Oncogenic Ras mutations occur in various leukemias. It was unclear if, besides the direct transforming effect via constant RAS/MEK/ERK signaling, an inflammation-related effect of KRAS contributes to the disease. Here, we identify a functional link between oncogenic Kras^G12D and NLRP3 inflammasome activation in murine and human cells. Mice expressing active Kras^G12D in the hematopoietic system developed myeloproliferation and cytopenia, which is reversed in Kras^G12D mice lacking NLRP3 in the hematopoietic system. Therapeutic IL-1-receptor blockade or NLRP3-inhibition reduces myeloproliferation and improves hematopoiesis. Mechanistically, Kras^G12D-RAC1 activation induces reactive oxygen species (ROS) production causing NLRP3 inflammasome-activation. In agreement with our observations in mice, patient-derived myeloid leukemia cells exhibit KRAS/RAC1/ROS/NLRP3/IL-1β axis activity. Our findings indicate that oncogenic KRAS not only act via its canonical oncogenic driver function, but also enhances the activation of the pro-inflammatory RAC1/ROS/NLRP3/IL-1β axis. This paves the way for a therapeutic approach based on immune modulation via NLRP3 blockade in KRAS-mutant myeloid malignancies.

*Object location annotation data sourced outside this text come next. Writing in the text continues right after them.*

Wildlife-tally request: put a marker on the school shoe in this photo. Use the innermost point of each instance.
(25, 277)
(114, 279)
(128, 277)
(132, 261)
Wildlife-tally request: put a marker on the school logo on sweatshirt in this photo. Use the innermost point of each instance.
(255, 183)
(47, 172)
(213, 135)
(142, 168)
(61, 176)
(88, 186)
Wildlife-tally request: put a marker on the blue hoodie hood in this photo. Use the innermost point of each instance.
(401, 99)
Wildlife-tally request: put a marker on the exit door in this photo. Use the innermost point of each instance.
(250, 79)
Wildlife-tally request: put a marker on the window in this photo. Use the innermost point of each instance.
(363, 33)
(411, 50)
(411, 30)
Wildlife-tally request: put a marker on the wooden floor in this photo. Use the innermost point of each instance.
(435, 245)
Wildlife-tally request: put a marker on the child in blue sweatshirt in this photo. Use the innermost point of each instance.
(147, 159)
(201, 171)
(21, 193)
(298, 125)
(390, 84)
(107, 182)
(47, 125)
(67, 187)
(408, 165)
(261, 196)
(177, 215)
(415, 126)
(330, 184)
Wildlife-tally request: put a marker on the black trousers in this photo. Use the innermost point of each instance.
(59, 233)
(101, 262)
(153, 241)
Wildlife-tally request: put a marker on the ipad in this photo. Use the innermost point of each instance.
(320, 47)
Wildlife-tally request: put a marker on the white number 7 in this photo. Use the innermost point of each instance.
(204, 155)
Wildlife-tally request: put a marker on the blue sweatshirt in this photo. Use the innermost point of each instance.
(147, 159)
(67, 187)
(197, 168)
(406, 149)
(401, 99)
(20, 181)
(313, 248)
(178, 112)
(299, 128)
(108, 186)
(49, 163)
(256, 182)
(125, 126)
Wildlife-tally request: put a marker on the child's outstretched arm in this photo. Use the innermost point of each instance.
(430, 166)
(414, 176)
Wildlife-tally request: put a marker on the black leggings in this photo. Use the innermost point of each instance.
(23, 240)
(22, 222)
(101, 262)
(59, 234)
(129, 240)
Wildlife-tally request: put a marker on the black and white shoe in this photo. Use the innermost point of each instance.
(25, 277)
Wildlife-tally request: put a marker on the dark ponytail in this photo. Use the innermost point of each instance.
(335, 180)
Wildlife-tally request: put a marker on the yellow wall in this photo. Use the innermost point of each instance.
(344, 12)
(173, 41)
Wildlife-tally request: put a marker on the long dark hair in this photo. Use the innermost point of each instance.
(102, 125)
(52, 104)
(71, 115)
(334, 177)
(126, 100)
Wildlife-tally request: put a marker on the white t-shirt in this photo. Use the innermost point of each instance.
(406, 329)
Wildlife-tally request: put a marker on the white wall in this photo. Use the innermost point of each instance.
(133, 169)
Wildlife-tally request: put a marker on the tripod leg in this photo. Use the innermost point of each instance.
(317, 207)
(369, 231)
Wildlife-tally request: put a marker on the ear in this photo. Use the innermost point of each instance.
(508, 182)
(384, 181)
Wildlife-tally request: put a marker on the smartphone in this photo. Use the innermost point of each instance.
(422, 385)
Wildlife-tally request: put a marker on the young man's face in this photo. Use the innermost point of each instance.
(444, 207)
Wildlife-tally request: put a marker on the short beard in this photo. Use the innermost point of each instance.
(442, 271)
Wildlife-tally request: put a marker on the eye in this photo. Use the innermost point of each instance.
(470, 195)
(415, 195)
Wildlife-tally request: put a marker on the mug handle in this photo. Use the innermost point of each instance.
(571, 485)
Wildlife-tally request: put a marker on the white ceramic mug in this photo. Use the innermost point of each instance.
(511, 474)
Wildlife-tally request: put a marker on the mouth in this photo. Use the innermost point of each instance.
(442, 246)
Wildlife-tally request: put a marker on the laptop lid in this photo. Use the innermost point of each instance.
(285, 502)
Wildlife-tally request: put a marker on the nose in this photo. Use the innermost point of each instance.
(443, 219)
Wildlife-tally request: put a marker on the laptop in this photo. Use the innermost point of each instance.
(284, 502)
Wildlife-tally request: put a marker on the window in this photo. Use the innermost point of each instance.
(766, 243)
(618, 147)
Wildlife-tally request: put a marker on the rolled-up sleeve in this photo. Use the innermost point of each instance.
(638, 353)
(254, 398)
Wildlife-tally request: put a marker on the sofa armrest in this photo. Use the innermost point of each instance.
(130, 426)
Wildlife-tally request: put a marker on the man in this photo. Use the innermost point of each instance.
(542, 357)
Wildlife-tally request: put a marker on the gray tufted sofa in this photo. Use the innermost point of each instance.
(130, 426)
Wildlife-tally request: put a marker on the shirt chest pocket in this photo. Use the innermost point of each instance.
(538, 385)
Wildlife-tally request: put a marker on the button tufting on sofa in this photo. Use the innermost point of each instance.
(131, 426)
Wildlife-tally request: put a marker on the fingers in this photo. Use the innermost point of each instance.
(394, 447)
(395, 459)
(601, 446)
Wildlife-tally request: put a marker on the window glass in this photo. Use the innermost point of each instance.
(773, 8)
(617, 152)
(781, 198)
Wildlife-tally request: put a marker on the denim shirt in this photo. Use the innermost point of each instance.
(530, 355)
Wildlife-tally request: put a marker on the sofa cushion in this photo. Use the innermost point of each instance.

致癌Ras突变发生在各种白血病中。目前尚不清楚，除了通过持续的 RAS/MEK/ERK 信号传导产生的直接转化作用之外，KRAS 的炎症相关作用是否会导致该疾病。在这里，我们确定了小鼠和人类细胞中致癌性Kras ^G12D和 NLRP3 炎性体激活之间的功能联系。在造血系统中表达活性Kras ^{G12D 的}小鼠出现骨髓增殖和血细胞减少，而在造血系统中缺乏 NLRP3 的Kras ^{G12D小鼠中则相反。}治疗性 IL-1 受体阻断或 NLRP3 抑制可减少骨髓增殖并改善造血功能。从机制上讲，Kras ^G12D -RAC1 激活会诱导活性氧 (ROS) 产生，从而导致 NLRP3 炎症小体激活。与我们在小鼠中的观察结果一致，患者来源的髓系白血病细胞表现出 KRAS/RAC1/ROS/NLRP3/IL-1β 轴活性。我们的研究结果表明，致癌 KRAS 不仅通过其典型的致癌驱动功能发挥作用，而且还增强促炎性 RAC1/ROS/NLRP3/IL-1β 轴的激活。这为基于通过 NLRP3 阻断进行免疫调节的 KRAS 突变骨髓恶性肿瘤的治疗方法铺平了道路。